I agree with Eran that I prefer that this not be underspecified and that an 
encoding for just colon for just Basic will suffice.

I'd suggested the encoding s/:/<tab>/g as a strawman.  Are there any other 
encoding proposals?

                                                            -- Mike

From: Eran Hammer [mailto:[email protected]]
Sent: Friday, June 15, 2012 9:26 AM
To: Mike Jones
Cc: George Fletcher; [email protected]
Subject: Re: [OAUTH-WG] Dynamic clients, URI, and stuff Re: Discussion needed 
on username and password ABNF definitions

We should not leave this under specified. Picking an encoding for just Basic 
and just colon is simple enough.

EH

On Jun 15, 2012, at 19:17, "Mike Jones" 
<[email protected]<mailto:[email protected]>> wrote:
Based on use cases I'm seeing, believe it's important to allow the use of URIs 
as client_id values (which means allowing ":" in the client_id string).  I'm OK 
with us either specifying a specific encoding when using them in Basic or 
simply saying that "When client_ids are used with HTTP Basic that contain 
characters such as ":" not allowed in HTTP Basic usernames, then the 
participants will need to agree upon a method of encoding the client_id for use 
with HTTP Basic.

                                                            -- Mike

From: [email protected]<mailto:[email protected]> 
[mailto:[email protected]]<mailto:[mailto:[email protected]]> On 
Behalf Of George Fletcher
Sent: Friday, June 15, 2012 8:48 AM
To: [email protected]<mailto:[email protected]>
Subject: Re: [OAUTH-WG] Dynamic clients, URI, and stuff Re: Discussion needed 
on username and password ABNF definitions

+1 for a simple encoding and allowing ':' in the client_id

On 6/13/12 6:53 PM, Amos Jeffries wrote:
On 14.06.2012 06:40, John Bradley wrote:


That would probably work as well.  That is why I am not particularly
concerned about excluding the :

We originally used the URI itself,  mostly for convenience of
debugging,  but there are other potential options.
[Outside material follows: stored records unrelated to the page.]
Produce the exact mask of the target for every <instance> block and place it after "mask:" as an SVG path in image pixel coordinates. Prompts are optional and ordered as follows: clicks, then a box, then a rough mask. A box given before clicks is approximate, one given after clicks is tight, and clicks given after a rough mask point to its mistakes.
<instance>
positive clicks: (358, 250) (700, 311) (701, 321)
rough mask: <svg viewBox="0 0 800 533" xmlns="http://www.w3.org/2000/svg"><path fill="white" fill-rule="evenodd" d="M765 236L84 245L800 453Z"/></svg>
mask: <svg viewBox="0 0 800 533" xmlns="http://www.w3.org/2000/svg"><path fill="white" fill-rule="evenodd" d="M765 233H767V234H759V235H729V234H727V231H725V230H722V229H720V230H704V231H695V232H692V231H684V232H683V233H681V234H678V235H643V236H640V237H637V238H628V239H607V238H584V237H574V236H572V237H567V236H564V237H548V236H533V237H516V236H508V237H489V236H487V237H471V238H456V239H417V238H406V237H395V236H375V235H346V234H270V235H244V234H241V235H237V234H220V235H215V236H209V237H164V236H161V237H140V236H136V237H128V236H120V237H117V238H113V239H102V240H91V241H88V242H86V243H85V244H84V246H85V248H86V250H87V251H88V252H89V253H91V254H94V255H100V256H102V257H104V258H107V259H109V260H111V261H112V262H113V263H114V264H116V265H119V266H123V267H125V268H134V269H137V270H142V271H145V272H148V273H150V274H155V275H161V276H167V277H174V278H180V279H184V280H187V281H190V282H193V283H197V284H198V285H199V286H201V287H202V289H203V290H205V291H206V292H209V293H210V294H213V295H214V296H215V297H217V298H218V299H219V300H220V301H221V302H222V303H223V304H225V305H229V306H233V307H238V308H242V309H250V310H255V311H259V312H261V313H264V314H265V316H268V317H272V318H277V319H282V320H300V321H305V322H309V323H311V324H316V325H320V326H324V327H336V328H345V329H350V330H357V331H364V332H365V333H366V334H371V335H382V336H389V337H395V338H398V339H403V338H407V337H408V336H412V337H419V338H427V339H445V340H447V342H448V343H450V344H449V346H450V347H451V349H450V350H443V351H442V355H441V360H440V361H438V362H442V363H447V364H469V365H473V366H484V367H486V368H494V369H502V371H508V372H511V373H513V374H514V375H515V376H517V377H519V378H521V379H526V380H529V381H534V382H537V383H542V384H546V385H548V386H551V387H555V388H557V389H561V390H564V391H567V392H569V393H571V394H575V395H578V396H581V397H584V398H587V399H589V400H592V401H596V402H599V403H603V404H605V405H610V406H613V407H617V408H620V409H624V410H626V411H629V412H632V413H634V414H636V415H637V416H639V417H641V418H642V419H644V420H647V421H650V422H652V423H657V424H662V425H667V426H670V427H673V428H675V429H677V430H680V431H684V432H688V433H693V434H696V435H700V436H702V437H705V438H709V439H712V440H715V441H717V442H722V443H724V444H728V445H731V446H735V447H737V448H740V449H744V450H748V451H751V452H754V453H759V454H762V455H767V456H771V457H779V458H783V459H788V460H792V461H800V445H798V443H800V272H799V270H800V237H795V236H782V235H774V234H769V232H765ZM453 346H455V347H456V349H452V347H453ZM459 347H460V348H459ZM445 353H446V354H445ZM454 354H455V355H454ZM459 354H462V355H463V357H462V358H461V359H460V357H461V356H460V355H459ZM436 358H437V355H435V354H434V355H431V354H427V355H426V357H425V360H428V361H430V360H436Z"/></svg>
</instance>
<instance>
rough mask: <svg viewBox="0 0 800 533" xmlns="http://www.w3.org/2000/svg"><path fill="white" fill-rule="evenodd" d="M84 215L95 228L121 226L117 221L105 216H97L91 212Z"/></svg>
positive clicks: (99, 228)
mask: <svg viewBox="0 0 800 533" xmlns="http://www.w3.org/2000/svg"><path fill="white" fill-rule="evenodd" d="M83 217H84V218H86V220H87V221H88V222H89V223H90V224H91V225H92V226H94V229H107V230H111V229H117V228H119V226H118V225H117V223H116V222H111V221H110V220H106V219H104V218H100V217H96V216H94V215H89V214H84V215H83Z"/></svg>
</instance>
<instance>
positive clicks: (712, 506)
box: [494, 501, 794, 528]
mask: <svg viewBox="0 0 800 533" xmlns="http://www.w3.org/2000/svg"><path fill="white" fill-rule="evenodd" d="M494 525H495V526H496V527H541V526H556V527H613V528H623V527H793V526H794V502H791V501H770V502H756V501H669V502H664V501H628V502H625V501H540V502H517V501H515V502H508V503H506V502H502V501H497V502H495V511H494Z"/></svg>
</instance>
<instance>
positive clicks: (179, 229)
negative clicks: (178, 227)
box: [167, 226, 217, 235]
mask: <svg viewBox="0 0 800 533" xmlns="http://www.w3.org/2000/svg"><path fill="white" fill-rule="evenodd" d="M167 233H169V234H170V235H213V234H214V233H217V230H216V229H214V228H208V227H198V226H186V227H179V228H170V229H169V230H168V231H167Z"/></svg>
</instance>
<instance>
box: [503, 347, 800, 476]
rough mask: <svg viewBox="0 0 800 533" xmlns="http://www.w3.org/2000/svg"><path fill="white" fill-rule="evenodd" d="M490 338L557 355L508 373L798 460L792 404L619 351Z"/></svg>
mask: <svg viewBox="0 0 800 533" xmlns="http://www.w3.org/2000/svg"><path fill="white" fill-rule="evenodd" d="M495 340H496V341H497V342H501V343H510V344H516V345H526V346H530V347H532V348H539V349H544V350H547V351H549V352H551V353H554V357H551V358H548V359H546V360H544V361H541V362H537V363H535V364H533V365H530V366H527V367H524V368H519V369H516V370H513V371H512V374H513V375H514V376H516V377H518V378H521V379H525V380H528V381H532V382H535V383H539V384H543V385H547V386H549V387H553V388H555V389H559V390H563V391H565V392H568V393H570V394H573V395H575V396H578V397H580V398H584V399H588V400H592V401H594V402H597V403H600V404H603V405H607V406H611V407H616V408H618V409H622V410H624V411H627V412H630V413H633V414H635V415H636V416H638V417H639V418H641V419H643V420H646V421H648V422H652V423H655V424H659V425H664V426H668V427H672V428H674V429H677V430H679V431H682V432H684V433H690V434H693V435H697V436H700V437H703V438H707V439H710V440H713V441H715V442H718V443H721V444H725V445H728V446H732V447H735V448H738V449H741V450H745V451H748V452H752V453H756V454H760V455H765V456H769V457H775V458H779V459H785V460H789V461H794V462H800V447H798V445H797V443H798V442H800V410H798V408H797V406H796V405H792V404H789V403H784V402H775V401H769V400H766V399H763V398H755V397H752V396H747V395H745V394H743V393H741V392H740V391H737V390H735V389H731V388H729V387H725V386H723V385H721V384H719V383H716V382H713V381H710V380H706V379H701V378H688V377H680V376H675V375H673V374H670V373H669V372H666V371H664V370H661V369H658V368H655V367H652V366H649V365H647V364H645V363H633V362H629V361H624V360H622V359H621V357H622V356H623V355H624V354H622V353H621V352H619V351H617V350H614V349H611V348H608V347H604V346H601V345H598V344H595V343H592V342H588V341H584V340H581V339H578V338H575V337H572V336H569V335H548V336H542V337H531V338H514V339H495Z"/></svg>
The authorization server needs to compare the client_id and the
redirect uri. But it could compare the hash with not much more work.
Also a sha256 hash is probably longer than the uri it is hashing.

I am not super concerned with being able to have : in the client_id

John B.


If I'm following all these threads correctly the only explicit problem with URI 
in client_id is HTTP username field being : terminated.
As such it does not have to be a hash per-se, just an encoding that removes ":" 
and other reserved characters from the on-wire form *when sent via HTTP*.